TD’s survey findings suggest that income volatility may be the third leg of the ‘income stool’ in Canada, and should be seen – like income poverty and income inequality – as a key determinant of household and national financial health.  
The federal government should start working immediately with key stakeholders to develop national measures and longitudinal research, as well as more targeted studies, to investigate this problem, because we need to get very serious, quickly, about finding solutions. 
TD describes income volatility’s impact on Canadians as pervasive and profound. When these words are used to describe financial instability, stress, and pessimism on a national scale, students of history sit up and take notice. Why? Because these are the conditions typically associated with declining national social cohesion and rising political instability and conflict. 

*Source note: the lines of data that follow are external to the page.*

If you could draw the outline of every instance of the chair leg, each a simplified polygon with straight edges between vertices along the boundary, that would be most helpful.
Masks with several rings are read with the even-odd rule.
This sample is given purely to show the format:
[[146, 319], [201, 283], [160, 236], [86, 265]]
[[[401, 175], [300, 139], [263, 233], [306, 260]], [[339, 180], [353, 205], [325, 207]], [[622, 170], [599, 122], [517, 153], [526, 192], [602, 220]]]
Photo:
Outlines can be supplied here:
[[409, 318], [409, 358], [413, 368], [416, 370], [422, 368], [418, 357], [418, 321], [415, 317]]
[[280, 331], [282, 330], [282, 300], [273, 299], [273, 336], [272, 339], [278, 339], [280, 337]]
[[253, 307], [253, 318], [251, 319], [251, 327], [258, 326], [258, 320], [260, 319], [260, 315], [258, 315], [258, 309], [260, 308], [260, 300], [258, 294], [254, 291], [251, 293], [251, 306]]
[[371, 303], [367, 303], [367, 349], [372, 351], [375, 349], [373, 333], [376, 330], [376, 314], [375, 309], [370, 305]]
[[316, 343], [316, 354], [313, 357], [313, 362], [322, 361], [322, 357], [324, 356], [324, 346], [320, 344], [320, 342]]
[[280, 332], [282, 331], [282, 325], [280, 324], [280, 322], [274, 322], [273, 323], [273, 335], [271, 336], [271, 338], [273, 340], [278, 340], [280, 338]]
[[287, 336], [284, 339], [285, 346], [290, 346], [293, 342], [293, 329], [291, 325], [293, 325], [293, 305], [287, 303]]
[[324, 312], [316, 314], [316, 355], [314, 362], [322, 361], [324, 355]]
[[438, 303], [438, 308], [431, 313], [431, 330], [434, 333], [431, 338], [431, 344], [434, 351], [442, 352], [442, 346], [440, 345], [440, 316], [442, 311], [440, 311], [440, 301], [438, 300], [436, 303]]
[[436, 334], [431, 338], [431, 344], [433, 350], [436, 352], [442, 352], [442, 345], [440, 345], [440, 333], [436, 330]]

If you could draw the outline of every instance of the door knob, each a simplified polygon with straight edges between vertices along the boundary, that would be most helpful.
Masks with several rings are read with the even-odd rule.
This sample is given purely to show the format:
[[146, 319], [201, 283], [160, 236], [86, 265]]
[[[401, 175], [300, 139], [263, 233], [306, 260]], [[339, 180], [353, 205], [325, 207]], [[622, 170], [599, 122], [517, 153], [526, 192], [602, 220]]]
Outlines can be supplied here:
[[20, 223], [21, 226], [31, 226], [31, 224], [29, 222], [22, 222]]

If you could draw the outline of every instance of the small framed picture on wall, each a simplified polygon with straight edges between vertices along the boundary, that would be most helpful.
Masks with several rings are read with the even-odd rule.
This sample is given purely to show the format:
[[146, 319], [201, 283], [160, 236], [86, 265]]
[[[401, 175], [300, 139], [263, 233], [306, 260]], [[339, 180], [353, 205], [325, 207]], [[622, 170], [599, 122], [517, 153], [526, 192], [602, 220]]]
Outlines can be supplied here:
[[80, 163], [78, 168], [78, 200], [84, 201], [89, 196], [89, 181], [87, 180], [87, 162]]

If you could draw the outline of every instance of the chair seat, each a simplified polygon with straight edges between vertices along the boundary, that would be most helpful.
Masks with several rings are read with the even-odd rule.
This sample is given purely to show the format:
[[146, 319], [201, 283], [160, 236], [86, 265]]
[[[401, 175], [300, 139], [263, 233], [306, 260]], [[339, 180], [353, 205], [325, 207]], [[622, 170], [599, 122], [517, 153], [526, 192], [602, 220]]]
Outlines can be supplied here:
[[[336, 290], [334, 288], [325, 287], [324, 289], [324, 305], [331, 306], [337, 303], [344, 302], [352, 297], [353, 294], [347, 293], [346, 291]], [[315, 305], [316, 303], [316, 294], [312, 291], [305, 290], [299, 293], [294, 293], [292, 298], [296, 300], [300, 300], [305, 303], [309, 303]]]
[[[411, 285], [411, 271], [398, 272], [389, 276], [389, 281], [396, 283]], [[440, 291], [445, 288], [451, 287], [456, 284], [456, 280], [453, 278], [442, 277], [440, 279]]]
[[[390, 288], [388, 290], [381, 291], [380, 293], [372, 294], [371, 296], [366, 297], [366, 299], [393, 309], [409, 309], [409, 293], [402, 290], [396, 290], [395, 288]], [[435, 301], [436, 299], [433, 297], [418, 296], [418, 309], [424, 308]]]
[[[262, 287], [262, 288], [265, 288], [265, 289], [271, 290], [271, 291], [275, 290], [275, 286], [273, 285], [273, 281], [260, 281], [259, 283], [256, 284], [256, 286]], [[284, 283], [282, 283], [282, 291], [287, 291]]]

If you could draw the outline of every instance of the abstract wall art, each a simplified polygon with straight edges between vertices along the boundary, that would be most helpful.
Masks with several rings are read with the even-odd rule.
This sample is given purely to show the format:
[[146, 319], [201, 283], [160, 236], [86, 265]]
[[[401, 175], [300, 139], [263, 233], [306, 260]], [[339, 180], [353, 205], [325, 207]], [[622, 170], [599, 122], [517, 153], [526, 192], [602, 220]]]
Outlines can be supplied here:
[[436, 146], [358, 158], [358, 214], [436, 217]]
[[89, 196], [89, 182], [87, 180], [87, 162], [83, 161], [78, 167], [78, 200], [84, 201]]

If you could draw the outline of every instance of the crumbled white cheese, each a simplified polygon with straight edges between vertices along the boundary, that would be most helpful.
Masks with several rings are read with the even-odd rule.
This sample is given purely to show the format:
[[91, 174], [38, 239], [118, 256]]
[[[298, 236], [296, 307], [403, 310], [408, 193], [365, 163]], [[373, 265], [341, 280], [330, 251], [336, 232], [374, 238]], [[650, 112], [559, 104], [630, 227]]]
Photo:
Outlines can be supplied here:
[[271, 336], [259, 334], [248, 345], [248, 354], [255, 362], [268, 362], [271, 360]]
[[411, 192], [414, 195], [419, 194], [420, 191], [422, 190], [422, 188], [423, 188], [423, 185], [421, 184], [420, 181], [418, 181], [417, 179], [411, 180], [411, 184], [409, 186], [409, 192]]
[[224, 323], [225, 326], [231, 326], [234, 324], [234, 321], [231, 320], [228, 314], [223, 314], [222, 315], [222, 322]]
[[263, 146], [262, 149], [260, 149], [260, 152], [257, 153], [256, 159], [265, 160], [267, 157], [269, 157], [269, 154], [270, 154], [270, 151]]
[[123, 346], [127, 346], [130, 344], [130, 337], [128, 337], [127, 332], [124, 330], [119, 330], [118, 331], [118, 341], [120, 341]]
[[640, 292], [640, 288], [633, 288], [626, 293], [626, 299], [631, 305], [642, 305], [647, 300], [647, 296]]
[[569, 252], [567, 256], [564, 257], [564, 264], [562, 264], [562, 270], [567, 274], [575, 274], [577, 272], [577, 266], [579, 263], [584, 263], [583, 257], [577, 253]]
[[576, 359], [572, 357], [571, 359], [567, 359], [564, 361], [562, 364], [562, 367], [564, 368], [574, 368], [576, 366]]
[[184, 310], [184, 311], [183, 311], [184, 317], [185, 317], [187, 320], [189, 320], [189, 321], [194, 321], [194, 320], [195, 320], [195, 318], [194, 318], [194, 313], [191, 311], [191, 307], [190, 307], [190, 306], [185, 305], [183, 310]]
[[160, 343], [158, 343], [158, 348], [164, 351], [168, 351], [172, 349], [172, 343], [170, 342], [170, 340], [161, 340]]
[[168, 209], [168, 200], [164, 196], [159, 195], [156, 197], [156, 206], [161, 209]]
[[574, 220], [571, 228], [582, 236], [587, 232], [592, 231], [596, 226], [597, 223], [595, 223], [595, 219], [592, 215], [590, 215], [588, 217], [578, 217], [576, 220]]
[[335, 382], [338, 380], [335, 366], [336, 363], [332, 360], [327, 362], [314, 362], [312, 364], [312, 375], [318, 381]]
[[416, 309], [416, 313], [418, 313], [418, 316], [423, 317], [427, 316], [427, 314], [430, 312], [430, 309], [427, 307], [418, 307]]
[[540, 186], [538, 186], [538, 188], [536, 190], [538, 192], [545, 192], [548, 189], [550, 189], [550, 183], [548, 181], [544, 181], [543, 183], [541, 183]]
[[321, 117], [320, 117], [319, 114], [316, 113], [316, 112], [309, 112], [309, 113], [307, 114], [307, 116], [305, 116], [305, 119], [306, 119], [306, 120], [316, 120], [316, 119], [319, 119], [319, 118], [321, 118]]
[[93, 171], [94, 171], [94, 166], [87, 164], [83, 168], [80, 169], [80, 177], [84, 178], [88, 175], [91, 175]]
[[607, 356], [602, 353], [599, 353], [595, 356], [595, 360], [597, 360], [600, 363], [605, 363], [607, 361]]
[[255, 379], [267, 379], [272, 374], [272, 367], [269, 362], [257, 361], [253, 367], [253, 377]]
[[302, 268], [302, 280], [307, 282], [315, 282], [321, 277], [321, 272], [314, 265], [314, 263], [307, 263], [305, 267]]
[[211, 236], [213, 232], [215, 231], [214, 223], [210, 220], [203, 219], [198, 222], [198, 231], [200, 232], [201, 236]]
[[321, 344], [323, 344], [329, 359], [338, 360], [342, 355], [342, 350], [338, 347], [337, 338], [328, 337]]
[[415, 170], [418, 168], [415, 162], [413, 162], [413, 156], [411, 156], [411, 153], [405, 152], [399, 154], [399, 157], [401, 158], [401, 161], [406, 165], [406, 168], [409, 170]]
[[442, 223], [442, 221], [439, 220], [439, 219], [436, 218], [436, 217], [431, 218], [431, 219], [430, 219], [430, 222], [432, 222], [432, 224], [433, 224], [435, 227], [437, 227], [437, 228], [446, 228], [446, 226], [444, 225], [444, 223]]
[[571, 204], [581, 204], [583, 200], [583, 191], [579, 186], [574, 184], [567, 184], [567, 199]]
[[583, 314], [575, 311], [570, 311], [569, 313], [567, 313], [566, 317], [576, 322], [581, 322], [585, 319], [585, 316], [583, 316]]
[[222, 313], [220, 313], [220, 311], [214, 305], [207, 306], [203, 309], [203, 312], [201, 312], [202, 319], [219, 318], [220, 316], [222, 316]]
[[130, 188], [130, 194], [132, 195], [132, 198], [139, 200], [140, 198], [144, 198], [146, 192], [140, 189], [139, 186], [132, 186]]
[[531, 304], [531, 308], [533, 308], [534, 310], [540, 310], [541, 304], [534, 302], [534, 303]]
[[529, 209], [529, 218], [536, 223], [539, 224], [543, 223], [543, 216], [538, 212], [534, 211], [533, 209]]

Some solutions are complex and will take time and careful work. We should not rush these, but neither should we postpone them any longer. Other solutions are ready at hand. Free community tax clinics, benefit screening and assistance, and financial help centres in low and modest income communities have all been proven to improve financial outcomes and reduce financial stress. They also serve the Canadians most at risk of income volatility and who feel its effects most sharply.
Financial institutions can also play a major role by adopting innovative customer financial health metrics and using these to develop new strategies, products and services that improve customer financial health and their bottom line. 
Canadians understand that we are all in this great magic canoe we call Canada together, but that we are in danger of running aground. We need policy makers, financial institutions, employers and community leaders to get paddling – faster and together – to steer us to safer water and a future where every Canadian has the chance to prosper.